调整机器学习模型 - AWS Step Functions
AWS 文档中描述的 AWS 服务或功能可能因区域而异。要查看适用于中国区域的差异,请参阅中国的 AWS 服务入门

调整机器学习模型

此样本项目演示使用 Amazon SageMaker 调整机器学习模型的超参数和批量转换测试数据集。此示例项目创建以下内容:

  • 三个 AWS Lambda 函数

  • 一个 Amazon Simple Storage Service (Amazon S3) 存储桶

  • AWS Step Functions 状态机

  • 相关 AWS Identity and Access Management (IAM) 角色

在此项目中,Step Functions 使用 Lambda 函数通过测试数据集为 Amazon S3 存储桶添加种子。然后,它使用 Amazon SageMaker 服务集成来创建超参数调整作业。然后,它使用一个 Lambda 函数来提取数据路径,保存调整模型,提取模型名称,然后运行批处理转换作业以在 Amazon SageMaker 中进行推理。

有关 Amazon SageMaker 和 Step Functions 服务集成的更多信息,请参阅以下内容:

注意

此示例项目可能会产生费用。

为新 AWS 用户提供了免费使用套餐。在此套餐中,低于某种使用水平的服务是免费的。有关 AWS 成本和免费套餐的更多信息,请参阅 Amazon SageMaker 定价

创建状态机并预置资源

  1. 打开 Step Functions 控制台,然后选择 Create a state machine (创建状态机)

  2. 选择 Sample Projects (示例项目),然后选择 Tune a machine learning model (调整机器学习模型)

    此时将显示状态机 Code (代码)Visual Workflow (可视工作流程)

    
                    超参数工作流程。
  3. 选择 Next

    此时将显示 Deploy resources (部署资源) 页面,其中列出了将创建的资源。对于本示例项目,资源包括:

    • 三个 Lambda 函数

    • 一个 Amazon S3 存储桶

    • Step Functions 状态机

    • 相关 IAM 角色

  4. 选择 Deploy Resources (部署资源)

    注意

    创建这些资源和相关 IAM 权限可能需要长达 10 分钟的时间。当显示 Deploy resources (部署资源) 页面时,您可打开 Stack ID (堆栈 ID) 链接以查看正在预置的资源。

启动新的执行

  1. 打开 Step Functions 控制台

  2. State machines (状态机) 页面上,选择示例项目创建的 HyperparamTuningAndBatchTransformStateMachine 状态机,然后选择 Start execution (开始执行)

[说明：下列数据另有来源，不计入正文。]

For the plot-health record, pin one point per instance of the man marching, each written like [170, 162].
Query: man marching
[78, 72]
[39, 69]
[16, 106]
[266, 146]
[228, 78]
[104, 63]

  3. New execution 页面上,输入执行名称 (可选),然后选择 Start Execution (开始执行)

  4. (可选)为帮助您标识执行,您可以在 Enter an execution name (输入执行名称) 框中为执行指定一个 ID。如果未输入 ID,Step Functions 将自动生成一个唯一 ID。

    注意

    Step Functions 允许您创建包含非 ASCII 字符的状态机、执行和活动名称。这些非 ASCII 名称不适用于 Amazon CloudWatch。为确保您可以跟踪 CloudWatch 指标,请选择一个只使用 ASCII 字符的名称。

  5. (可选)转到 Step Functions Dashboard (控制面板) 上新创建的状态机,然后选择 New execution (新执行)

  6. 执行完成后,您可以在 Visual workflow (可视工作流) 上选择状态,并浏览 Step details (步骤详细信息) 下的 Input (输入)Output (输出)

示例状态机代码

此示例项目中的状态机通过将参数直接传递给这些资源来与 Amazon SageMaker 和 AWS Lambda 集成,并且使用 Amazon S3 存储桶来训练数据源和输出。

浏览此示例状态机以了解 Step Functions 如何控制 Lambda 和 Amazon SageMaker。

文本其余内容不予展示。